Windows 10 WiFi Sense

I advise disabling WiFi Sense in Windows 10 (it’s turned ON by default)

What does WiFi Sense do? It’s a new feature in Windows 10 that is supposed to make connecting to wireless networks easier. However, Microsoft seem to have completely failed to consider the security implications. Specifically, It does two things:

  • Connects you to available open hotspots without asking you or telling you. All it takes for this to happen is for at least one other Windows 10 user who has WiFi Sense enabled (anywhere in the world) to have connected to that open network before.
  • Connects you automatically (without a password) to any hotspot that any of your contacts has connected to before (where “contacts” covers anyone in your Skype database, your contacts, or your Facebook friends). And, of course, the corollary is true: those same people can connect to YOUR network without a password.

At first glance, this is horrendous. Do Microsoft think we only have family and bosom buddies in our contact lists? Do they really think that we would want to automatically trust everyone in our contacts lists to connect to our router?

WiFi Sense - signed on to a Local Account
Figure 1. If you see the blue link circled above when you enter WiFi Settings then you are signing on to a local account, so are not vulnerable to WiFi Sense
And it gets worse. Suppose that you give your password to a friend, either in the normal way or by having WiFi Sense enabled. If that friend has WiFi Sense enabled, then my understanding is that that friend will automatically share your password with all of their contacts who have Wi-Fi Sense enabled. This is just appalling and it’s hard to think that it can really be true that Microsoft have invited such a situation to come about.

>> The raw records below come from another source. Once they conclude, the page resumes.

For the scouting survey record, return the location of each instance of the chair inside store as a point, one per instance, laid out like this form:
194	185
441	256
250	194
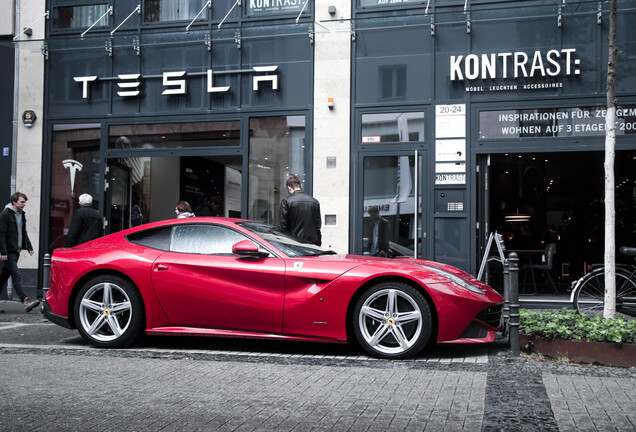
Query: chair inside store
541	266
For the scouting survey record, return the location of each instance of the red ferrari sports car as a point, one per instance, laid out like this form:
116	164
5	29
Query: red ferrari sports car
239	278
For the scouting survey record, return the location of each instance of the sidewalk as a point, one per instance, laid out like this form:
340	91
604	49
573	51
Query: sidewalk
188	384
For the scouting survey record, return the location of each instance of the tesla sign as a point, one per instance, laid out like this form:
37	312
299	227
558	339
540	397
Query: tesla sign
175	83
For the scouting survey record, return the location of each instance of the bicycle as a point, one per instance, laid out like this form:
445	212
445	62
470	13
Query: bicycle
588	294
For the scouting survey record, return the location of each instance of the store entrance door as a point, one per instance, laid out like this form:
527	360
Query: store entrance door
390	219
146	189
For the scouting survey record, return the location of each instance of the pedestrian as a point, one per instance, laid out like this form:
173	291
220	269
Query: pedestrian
299	213
13	239
86	223
183	210
377	230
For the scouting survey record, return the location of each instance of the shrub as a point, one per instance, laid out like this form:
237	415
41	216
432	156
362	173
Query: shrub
569	325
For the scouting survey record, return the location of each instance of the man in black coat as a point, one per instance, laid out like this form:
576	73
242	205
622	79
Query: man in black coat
299	213
86	223
13	239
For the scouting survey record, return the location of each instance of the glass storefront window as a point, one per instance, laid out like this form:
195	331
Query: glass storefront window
173	10
74	171
392	127
276	150
542	198
69	17
175	135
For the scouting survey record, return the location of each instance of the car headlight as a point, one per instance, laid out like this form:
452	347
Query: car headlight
456	279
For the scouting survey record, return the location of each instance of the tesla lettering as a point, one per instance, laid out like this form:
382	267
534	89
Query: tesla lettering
179	84
129	83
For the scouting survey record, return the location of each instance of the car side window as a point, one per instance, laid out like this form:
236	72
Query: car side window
158	238
204	239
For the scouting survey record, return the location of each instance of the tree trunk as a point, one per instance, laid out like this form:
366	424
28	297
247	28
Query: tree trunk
610	143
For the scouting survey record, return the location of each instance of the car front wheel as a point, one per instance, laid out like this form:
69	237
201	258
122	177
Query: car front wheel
109	312
392	320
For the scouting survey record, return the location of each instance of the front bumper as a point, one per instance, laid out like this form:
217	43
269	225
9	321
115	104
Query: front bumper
54	318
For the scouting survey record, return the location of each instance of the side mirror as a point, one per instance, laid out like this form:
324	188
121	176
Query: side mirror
247	248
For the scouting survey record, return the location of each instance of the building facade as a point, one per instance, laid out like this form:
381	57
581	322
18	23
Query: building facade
455	119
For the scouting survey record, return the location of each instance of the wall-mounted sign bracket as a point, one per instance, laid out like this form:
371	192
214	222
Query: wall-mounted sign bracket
108	11
137	9
208	4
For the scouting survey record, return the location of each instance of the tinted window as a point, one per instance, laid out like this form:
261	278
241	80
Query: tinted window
158	238
204	239
79	16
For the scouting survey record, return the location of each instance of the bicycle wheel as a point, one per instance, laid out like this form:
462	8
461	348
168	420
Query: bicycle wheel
589	297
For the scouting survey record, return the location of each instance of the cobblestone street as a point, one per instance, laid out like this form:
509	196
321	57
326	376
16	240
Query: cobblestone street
53	381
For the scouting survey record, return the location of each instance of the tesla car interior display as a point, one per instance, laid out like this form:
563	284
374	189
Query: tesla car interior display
237	278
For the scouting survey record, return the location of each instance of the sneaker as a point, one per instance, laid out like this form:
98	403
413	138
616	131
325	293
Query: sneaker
29	304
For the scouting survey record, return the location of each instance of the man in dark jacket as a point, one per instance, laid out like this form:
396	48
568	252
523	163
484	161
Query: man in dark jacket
13	239
300	213
86	223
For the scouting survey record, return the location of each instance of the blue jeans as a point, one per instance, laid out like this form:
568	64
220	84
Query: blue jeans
10	268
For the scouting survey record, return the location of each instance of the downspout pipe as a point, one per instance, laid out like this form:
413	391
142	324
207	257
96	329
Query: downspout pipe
16	91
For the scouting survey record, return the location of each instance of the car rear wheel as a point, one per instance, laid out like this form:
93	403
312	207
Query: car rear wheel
392	320
109	312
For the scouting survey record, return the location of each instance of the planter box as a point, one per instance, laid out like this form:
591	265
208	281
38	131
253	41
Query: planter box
607	354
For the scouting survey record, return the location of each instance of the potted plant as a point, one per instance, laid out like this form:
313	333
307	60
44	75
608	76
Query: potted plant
567	334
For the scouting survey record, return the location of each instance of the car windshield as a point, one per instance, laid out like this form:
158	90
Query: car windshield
288	244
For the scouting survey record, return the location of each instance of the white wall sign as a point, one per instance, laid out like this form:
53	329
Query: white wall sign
450	150
450	167
450	121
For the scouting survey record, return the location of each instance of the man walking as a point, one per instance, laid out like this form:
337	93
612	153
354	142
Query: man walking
13	239
299	213
86	223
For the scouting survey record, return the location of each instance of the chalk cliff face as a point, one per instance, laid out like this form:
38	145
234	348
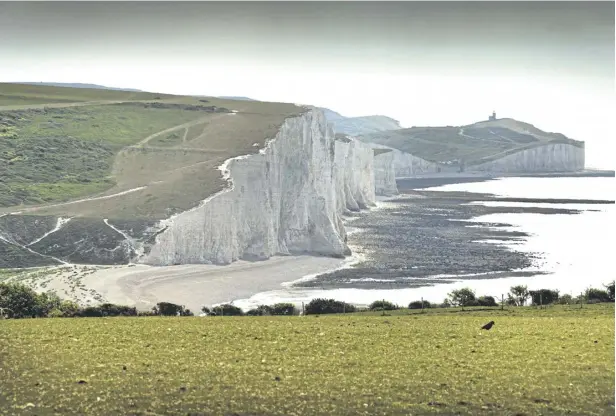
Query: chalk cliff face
354	175
384	173
282	201
548	158
407	165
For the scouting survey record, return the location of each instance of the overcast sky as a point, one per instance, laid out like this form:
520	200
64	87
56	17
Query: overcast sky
433	63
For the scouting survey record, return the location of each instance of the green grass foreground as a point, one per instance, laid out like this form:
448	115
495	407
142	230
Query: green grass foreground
553	361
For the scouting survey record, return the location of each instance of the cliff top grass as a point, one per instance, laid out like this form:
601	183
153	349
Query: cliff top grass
553	361
160	152
476	143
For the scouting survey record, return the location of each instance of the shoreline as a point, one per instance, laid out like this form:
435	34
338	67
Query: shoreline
245	282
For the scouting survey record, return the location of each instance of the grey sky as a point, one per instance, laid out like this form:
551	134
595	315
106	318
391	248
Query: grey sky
420	62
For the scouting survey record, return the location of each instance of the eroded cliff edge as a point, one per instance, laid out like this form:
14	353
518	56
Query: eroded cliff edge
285	200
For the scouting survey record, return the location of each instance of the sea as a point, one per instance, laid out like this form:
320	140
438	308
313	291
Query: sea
575	251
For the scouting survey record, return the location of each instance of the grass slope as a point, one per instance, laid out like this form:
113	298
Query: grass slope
553	361
91	142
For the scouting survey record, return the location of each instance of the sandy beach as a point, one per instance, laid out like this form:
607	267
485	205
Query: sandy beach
194	286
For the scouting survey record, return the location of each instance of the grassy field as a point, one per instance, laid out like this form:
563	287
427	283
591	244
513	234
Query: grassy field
26	95
473	144
552	361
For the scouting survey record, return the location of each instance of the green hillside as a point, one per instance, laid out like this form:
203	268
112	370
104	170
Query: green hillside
472	144
553	361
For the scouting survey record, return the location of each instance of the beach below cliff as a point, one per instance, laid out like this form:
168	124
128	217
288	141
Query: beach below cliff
419	243
193	286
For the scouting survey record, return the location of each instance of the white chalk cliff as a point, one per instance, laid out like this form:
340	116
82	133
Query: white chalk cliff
557	157
384	173
285	200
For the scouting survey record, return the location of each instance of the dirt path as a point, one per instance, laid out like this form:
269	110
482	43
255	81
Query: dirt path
199	285
209	117
71	104
94	198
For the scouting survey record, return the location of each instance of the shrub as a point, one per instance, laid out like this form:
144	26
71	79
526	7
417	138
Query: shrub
324	306
109	309
417	304
543	296
379	305
566	299
597	295
45	303
486	301
610	290
91	312
167	309
260	310
283	309
227	310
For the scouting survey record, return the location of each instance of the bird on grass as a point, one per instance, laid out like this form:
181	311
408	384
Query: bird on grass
488	326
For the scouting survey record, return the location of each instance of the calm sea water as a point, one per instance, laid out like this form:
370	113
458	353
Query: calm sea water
576	250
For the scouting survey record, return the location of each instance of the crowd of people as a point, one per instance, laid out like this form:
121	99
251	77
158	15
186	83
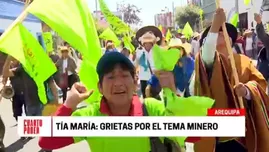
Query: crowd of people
125	77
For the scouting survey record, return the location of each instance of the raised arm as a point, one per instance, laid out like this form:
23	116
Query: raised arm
210	42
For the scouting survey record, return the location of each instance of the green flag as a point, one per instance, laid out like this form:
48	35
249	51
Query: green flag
118	26
47	37
234	20
187	30
247	2
163	59
30	54
72	20
108	34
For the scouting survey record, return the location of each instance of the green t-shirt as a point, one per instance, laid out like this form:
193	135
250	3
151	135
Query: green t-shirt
177	106
119	144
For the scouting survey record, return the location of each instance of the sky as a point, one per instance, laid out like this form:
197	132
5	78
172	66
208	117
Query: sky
149	7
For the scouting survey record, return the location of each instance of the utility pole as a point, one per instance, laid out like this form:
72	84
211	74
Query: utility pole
173	15
96	8
237	9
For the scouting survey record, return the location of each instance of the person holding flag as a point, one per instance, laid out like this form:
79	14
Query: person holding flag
117	84
214	78
144	60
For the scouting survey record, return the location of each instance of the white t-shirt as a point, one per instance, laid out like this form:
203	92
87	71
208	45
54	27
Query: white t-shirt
145	75
65	66
249	42
195	46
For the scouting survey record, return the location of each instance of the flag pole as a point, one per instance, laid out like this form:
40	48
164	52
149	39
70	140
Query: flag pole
231	57
19	19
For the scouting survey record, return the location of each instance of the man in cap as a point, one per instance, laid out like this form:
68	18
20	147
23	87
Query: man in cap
117	85
146	36
213	78
182	72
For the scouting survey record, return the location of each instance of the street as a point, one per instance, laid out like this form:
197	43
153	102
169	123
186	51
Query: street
12	142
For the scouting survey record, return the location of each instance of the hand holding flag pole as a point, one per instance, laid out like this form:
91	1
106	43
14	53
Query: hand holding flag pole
19	19
230	52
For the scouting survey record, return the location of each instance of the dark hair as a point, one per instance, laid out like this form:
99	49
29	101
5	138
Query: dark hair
110	67
65	43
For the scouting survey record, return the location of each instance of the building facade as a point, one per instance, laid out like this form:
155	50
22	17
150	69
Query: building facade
164	19
101	20
246	13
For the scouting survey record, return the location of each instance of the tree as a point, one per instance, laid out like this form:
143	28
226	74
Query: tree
190	13
130	13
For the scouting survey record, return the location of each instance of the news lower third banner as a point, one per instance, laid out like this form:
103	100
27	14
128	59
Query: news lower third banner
226	125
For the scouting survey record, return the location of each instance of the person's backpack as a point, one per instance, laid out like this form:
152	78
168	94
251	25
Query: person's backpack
157	145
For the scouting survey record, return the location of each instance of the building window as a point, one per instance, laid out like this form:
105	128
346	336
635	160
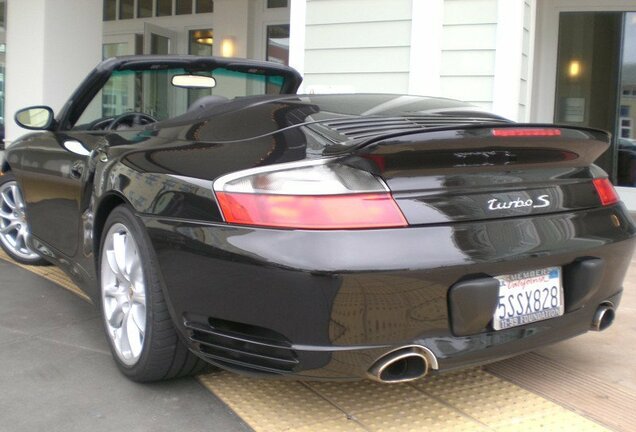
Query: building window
626	128
624	110
110	10
164	8
278	43
271	4
205	6
126	9
184	7
144	8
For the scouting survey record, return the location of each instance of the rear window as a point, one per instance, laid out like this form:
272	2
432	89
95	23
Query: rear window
153	93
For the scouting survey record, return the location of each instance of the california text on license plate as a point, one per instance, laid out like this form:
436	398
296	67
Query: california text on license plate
528	296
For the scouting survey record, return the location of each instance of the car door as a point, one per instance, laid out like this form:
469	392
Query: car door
54	174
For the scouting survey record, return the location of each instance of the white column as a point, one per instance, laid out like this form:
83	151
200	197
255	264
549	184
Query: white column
426	47
231	19
51	46
297	22
508	58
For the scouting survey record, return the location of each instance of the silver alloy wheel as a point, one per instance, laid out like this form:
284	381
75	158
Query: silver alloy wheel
123	293
14	230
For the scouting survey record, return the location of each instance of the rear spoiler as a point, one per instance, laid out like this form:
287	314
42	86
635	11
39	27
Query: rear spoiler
496	144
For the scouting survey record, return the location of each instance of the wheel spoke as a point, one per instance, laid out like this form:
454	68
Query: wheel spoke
138	314
134	335
121	342
20	241
7	199
119	247
112	263
11	227
5	215
17	197
123	293
132	260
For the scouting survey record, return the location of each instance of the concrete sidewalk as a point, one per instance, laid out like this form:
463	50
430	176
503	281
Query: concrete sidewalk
56	373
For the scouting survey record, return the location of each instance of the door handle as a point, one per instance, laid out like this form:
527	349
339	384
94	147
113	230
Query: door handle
77	169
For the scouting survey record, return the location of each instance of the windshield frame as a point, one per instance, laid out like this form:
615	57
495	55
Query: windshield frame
95	81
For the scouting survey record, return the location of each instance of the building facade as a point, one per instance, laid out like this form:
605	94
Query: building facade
565	61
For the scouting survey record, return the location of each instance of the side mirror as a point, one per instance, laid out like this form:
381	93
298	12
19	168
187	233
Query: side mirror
35	118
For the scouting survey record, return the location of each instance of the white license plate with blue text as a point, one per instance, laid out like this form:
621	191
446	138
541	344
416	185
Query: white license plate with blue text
528	296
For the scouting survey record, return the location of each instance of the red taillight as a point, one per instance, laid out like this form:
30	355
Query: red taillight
525	132
606	192
366	210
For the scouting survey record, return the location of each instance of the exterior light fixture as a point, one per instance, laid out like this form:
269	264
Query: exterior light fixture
574	69
228	46
203	37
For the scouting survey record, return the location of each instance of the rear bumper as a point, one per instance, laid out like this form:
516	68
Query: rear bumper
328	304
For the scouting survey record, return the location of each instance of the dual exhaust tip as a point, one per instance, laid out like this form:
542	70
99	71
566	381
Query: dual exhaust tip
413	362
402	365
603	317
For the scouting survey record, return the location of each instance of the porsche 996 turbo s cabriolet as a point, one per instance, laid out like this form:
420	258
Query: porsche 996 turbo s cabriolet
217	217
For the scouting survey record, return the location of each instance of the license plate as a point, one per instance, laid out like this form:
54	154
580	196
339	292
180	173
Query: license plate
528	296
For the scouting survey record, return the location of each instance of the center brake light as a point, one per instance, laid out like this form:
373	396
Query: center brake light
526	132
606	192
313	195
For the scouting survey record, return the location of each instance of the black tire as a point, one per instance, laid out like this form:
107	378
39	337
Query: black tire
14	242
163	355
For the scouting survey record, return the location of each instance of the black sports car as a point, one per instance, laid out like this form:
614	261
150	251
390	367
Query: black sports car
215	215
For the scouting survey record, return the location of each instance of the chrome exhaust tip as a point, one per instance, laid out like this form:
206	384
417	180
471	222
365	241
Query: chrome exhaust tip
403	364
603	317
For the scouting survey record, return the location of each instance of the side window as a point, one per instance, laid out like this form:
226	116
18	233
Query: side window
130	92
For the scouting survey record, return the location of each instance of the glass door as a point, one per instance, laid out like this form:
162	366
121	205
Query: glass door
626	119
157	98
159	40
588	66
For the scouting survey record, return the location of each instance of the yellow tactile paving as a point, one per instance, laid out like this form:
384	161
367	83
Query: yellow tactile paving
271	405
356	397
51	273
470	400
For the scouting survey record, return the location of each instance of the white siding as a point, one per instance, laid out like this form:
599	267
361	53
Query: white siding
524	88
357	45
468	50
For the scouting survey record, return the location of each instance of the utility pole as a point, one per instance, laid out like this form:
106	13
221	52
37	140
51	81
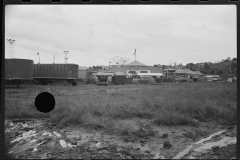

There have been several blogs written in the last few weeks (no names, no pack drill) that have suggested that that is the exact situation. However, a deeper look at things indicates that you have to do more than just have WiFi Sense “enabled” in order to be put at risk.

WiFi Sense - signed on to an Online Account
Figure 2. This machine is signing on to an Online Account. Slide the slidey things to the left (as shown) to disable WiFi Sense
To be at risk you have to:

  • Turn on the options to enable WiFi Sense (these are the ones that are on by default – see Figure 2)
  • Tick the boxes to select which lists of contacts you wish to share with (these are all unticked by default – see Figure 3)
  • Specifically share the networks over which you have control (none are shared by default – see Figure 4)

So, I would completely agree that WiFi Sense appears to be badly conceived and should be switched off completely (see below), but we haven’t been left as helpless and vulnerable as many bloggers have suggested.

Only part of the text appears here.